South Philadelphia High School (Wikipedia)

PHILADELPHIA (CBS/AP) Philadelphia's public school system has accepted a consent decree aimed at curbing racial violence at South Philadelphia High School, where 30 Asian students were injured in racially motivated attacks last year.

The agreement approved Wednesday by the School Reform Commission subjects the school to state and federal oversight for the next 2 1/2 years to address the problem, which prompted a student boycott and a Justice Department investigation.

For the first time, Asian-American activists said, high school officials will be held responsible for keeping students safe from racial and ethnic violence. About 22 percent of the student body is Asian, some of them new immigrants.
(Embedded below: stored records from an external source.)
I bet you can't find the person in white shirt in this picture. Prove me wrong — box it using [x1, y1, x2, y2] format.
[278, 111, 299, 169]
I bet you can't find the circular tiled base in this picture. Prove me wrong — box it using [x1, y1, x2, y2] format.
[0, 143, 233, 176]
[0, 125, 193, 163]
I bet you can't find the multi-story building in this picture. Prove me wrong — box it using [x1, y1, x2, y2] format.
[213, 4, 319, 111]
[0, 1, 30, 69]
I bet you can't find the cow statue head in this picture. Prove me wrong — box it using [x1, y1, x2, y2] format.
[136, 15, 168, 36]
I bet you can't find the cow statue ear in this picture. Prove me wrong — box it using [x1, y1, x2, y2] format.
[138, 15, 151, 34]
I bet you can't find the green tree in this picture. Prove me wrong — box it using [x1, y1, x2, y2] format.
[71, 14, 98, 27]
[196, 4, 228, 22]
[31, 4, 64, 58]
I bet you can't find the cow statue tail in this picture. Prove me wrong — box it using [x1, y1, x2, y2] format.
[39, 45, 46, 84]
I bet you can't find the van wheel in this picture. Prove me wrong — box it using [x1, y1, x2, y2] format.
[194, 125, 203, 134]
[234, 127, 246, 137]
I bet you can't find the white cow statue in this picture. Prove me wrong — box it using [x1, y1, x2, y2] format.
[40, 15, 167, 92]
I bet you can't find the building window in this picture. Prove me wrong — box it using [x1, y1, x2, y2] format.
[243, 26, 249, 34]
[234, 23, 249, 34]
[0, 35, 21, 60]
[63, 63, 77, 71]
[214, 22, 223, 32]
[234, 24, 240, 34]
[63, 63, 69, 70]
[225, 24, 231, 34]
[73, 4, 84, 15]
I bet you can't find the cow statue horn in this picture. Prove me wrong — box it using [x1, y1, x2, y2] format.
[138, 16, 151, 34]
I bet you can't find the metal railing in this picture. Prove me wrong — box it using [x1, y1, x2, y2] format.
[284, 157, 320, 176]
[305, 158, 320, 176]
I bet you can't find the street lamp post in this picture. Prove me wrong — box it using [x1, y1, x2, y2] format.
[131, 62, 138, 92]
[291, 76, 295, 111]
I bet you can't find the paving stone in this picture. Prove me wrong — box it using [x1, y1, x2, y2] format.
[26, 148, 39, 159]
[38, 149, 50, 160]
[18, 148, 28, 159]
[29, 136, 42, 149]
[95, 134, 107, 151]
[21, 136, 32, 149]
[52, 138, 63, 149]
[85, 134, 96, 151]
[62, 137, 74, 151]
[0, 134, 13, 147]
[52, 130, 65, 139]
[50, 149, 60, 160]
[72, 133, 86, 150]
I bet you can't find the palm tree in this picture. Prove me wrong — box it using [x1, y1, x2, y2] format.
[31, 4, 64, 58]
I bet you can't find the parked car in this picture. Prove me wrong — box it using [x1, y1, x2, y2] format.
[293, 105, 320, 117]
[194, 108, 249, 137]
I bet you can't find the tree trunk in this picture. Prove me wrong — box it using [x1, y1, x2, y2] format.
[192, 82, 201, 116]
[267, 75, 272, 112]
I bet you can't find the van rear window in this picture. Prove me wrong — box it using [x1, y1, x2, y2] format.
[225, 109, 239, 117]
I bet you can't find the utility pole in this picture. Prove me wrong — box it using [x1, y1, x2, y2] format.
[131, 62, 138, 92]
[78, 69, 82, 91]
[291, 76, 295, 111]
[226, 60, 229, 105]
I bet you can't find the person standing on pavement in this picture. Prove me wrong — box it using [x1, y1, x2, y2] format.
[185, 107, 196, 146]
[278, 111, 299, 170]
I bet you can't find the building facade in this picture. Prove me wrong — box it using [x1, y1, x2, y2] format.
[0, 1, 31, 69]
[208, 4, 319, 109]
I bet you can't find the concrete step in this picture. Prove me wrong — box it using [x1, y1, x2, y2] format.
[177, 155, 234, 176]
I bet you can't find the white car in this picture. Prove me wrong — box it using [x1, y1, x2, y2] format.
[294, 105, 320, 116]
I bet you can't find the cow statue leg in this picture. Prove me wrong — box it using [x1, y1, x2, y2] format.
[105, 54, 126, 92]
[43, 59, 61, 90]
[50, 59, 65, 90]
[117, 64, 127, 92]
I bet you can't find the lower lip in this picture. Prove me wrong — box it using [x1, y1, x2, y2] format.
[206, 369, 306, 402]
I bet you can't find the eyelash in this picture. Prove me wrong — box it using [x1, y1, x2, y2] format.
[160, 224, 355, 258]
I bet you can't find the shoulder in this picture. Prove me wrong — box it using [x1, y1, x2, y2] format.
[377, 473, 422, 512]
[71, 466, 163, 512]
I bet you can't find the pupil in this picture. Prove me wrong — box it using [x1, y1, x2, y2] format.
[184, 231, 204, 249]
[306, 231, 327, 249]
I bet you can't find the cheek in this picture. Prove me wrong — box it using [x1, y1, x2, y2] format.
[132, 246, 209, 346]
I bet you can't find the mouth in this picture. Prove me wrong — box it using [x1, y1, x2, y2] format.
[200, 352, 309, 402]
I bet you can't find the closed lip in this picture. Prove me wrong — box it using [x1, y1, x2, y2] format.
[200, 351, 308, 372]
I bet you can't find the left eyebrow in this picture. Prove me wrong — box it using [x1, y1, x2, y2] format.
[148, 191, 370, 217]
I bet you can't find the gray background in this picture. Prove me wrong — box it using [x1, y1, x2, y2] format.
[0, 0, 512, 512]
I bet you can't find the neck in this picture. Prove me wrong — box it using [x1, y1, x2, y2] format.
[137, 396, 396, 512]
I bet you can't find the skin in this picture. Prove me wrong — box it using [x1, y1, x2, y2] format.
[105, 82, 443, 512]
About 70 percent of the students at the high school are black, where an English as a Second Language program draws immigrants from South Philadelphia, Chinatown and other parts of the city.

Asian students have complained in recent years of relentless bullying, primarily by black students, and said school officials turned a blind eye to their pleas for help.

The school suspended about 10 students after the attacks in December 2009, while increasing police patrols and installing dozens of new security cameras to watch the halls.

Wei Chen, 19, who graduated from the school in June, endured two attacks in the three years he spent there after coming to the U.S. from a small town in China.

He reported the first attack in 2007, but said nothing was done. So two years later, he helped organize a student boycott after five friends were attacked by fellow students on the subway. Now a community college student, he passes the high school every day - and feels a sense of pride.

"We got new leadership now," said Chen, referring to principal Otis Hackney, who has earned high marks from the Asian-American community since taking over in May.

"I learned students are not kids anymore. We are the youth advocates. We are the organizers, the future," Chen said.

Community organizer Helen Gym of Asian Americans United called the student-on-student violence appalling - but said the yearlong inaction of school officials stung even more.

"The focus of our (federal) complaint was never about problematic young people," she told Superintendent Arlene Ackerman and other board members Wednesday. "As appalling as the December (2009) attacks on Asian youth were, it was truly the egregious conduct of school officials that warranted ... the federal intervention."

The school district acknowledged no wrongdoing in signing the settlements with both the Justice Department and the Pennsylvania Human Relations Commission, but agreed to 27 pages of reforms and reporting requirements. The oversight will be in place through June 2013.